In April of 2012, the DEA conducted a drug raid in San Diego and arrested 8 people, including Chong – a UC San Diego engineering student who happened to be visiting his friend’s home at the time. After having interrogated Daniel, DEA agents were able to surmise that he had nothing to do with the 18,000 ecstasy pills, marijuana, and magic mushrooms that were recovered during the raid.  They told him that, as it was a misunderstanding and that all he had to do was wait in the holding cell for a short while – a cell that had no windows and was approximately 5 feet by 10 feet in area.  So Chong waited, handcuffed, for them to return – for 4 days.

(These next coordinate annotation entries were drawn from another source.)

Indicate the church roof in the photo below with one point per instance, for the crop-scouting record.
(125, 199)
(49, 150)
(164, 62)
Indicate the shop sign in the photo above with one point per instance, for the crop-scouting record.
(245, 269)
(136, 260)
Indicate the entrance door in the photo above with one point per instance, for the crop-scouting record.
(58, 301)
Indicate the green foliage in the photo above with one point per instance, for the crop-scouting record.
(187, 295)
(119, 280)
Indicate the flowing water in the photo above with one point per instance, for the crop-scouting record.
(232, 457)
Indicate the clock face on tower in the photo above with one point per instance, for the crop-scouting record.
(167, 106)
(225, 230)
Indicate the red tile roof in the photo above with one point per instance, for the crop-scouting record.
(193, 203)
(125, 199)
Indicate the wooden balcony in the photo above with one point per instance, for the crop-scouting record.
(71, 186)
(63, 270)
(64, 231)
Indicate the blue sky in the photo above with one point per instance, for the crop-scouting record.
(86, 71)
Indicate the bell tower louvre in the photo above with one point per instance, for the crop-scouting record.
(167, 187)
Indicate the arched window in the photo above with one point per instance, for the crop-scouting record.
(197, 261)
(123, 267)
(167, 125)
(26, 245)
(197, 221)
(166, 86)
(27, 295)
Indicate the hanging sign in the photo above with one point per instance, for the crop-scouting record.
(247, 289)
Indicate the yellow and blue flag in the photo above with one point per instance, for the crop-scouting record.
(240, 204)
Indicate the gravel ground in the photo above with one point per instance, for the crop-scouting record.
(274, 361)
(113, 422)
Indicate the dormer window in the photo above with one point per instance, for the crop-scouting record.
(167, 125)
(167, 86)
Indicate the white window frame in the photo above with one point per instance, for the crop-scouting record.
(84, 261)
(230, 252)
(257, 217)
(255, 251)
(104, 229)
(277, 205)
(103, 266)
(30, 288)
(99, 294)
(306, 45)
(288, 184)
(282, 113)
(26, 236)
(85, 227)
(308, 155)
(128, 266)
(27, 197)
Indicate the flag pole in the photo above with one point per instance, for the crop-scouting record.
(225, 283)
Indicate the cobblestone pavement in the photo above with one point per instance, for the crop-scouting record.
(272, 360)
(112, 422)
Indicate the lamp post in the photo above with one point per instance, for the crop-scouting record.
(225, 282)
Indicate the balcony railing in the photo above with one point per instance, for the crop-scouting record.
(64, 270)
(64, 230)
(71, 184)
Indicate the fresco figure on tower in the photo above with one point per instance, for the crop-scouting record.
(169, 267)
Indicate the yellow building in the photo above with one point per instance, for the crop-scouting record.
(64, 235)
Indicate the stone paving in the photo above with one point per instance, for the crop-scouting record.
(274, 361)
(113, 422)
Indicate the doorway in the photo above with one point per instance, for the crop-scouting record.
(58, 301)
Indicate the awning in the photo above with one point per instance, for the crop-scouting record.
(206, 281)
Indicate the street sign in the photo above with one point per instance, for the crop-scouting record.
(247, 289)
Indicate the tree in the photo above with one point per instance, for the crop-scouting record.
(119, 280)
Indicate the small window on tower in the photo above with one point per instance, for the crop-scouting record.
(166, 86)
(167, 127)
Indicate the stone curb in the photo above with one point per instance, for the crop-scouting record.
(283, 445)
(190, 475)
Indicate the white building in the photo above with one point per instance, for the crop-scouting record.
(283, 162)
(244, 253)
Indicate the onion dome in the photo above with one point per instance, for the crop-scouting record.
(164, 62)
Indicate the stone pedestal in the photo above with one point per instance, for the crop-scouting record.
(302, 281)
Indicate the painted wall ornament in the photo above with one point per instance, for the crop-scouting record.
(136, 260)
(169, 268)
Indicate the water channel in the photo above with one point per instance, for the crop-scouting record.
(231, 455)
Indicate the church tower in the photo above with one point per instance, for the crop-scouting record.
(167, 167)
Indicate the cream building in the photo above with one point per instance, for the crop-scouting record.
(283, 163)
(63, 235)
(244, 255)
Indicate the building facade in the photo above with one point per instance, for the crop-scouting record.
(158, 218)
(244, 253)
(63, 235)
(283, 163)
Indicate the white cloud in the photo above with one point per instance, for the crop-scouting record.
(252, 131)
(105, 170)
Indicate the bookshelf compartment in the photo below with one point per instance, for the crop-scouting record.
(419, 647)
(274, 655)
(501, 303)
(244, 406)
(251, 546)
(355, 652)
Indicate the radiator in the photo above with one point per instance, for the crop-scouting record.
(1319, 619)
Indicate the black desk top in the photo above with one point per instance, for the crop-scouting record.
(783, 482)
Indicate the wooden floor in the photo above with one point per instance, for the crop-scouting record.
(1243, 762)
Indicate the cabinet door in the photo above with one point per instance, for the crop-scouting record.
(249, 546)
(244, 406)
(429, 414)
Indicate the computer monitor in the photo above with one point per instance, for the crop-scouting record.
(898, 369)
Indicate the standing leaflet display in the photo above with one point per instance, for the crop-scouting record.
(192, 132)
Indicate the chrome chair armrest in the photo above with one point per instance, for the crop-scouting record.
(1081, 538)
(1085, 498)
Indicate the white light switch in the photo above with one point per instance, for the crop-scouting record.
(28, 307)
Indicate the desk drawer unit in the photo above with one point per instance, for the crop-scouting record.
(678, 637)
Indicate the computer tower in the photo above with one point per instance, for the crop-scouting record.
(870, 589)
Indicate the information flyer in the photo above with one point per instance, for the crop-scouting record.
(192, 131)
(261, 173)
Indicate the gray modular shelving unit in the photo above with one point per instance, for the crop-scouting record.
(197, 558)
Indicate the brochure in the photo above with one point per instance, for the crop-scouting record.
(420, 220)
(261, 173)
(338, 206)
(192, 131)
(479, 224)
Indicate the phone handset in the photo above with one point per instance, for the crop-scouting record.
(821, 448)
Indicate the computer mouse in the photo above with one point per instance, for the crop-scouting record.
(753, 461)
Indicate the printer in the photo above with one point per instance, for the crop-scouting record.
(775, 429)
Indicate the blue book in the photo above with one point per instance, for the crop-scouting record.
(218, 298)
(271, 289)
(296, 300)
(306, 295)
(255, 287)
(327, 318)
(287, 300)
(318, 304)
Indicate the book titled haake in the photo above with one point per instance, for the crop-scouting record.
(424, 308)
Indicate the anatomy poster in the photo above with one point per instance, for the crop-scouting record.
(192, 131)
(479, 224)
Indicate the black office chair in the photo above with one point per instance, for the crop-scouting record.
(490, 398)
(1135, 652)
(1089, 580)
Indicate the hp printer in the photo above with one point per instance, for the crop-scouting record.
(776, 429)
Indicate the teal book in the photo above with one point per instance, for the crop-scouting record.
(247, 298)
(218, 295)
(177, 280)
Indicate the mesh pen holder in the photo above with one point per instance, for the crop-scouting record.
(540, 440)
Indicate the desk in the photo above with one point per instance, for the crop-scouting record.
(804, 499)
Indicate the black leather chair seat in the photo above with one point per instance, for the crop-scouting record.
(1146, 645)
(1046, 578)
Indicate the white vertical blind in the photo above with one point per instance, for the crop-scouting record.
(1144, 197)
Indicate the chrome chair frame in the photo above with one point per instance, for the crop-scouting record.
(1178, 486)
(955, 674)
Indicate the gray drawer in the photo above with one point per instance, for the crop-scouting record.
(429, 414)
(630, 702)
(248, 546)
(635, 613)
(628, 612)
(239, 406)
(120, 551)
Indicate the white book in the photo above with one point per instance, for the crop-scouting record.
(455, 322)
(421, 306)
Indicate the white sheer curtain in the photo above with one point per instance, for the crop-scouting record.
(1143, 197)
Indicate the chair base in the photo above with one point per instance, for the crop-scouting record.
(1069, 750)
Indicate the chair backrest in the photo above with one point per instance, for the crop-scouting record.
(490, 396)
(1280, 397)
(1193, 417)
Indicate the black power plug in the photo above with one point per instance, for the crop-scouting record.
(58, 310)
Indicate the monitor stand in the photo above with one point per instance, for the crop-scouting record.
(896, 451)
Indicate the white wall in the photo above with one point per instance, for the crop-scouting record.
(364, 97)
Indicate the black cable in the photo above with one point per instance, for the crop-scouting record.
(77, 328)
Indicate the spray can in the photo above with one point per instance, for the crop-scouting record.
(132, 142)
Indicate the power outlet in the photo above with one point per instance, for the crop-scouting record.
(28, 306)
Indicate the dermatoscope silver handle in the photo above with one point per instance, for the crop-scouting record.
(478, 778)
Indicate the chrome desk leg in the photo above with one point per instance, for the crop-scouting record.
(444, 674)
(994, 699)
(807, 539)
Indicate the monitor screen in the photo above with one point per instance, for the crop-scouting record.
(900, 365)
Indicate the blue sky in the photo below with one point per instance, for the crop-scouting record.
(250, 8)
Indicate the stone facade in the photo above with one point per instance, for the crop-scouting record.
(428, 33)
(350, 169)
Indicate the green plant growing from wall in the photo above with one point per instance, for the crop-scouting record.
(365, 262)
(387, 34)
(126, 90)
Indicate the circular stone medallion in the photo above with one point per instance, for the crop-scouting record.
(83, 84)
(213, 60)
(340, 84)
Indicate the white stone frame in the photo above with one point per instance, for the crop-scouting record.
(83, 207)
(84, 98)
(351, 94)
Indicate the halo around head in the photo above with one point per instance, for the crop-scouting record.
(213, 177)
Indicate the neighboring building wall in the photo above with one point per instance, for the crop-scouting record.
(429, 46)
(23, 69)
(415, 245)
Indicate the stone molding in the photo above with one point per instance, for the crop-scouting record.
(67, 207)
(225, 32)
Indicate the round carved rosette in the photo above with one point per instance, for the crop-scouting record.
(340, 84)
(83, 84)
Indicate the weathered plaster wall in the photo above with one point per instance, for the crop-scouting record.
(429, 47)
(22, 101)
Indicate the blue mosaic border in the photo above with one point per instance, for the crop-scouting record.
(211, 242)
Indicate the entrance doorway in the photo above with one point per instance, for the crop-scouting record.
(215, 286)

It seems that they’d forgotten about Chong completely.  He had to survive by drinking his own urine, collecting it on a metal bench that seems to have been the only furniture in the room.  After beginning to hallucinate, attempting to reach the sprinkler in the ceiling, and crying out repeatedly for assistance, Chong decided to accept what he believed to be the inevitable – death.  He broke his eyeglasses with his teeth and began to carve a message to his mother on his arm: “Sorry, Mom.” By the time the DEA remembered him, he’d lost 15 pounds and was covered in his own filth.  Chong also suffered renal failure, a perforated esophagus, and severe dehydration.

Although the Justice Department has issued a formal and public apology, Chong’s story should serve as a wake-up call for the citizens of this nation, especially considering that there have been no disciplinary charges levied as of yet.  If the DEA has this level and amount of power, then where does this leave the average person who happens to be at the wrong place at the wrong time?

Violation of Fourth Amendment Rights in Los Angeles County

The Fourth Amendment to the United States Constitution is one that many people are familiar with – it is the portion of what is known as the “Bill of Rights” that prohibits searches and seizures that are not reasonable.  It also requires probable cause for the issuance of warrants.  Part of the Fourth Amendment (the portion on unreasonable seizures) includes arrests.  An individual cannot, for example, be placed in custody in the back of a law enforcement vehicle for minor violations or infractions.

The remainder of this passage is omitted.